Le demi-cercle que forment ses lèvres s’intensifie. Elle agrippe ma chemise et garde le silence que je décide d’interrompre.

— Tu as un niveau incroyable avec ta harpe.

— Ça t’a plu ?

— Évidemment, je ne t’ai jamais vraiment écouté en jouer. Ça m’a surpris que tu sois si forte.

— Dans ce cas, un bout de mon rêve s’est réalisé, ricane-t-elle.

Sous un crépuscule écarlate, la jeune fille se relève et s’approche de mon visage. Son expression est unique, car j’en suis certain, je ne verrais pas deux fois ces yeux aussi pétillants. Le feu d’artifice éclate dans son iris. Son parfum me plonge sur un nuage de douceur. Sa longue robe blanche et sa chevelure noire ne signifient qu’une chose : le mariage parfait entre deux étoiles contraires.

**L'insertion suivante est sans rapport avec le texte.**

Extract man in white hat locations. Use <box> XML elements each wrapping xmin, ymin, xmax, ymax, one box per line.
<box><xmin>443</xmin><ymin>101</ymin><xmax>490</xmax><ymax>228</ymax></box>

Encore une fois, ses lèvres sont à cinq centimètres.

Sa tête se dépose contre mon épaule et elle me chuchote d’une voix emplie de bonheur.

— C’est grâce à toi si j’ai réussi à tenir le coup jusqu’à aujourd’hui. C’est de ta faute si j’ai cette détermination en moi. Et surtout, tu es la cause de mes sourires.

Bobom.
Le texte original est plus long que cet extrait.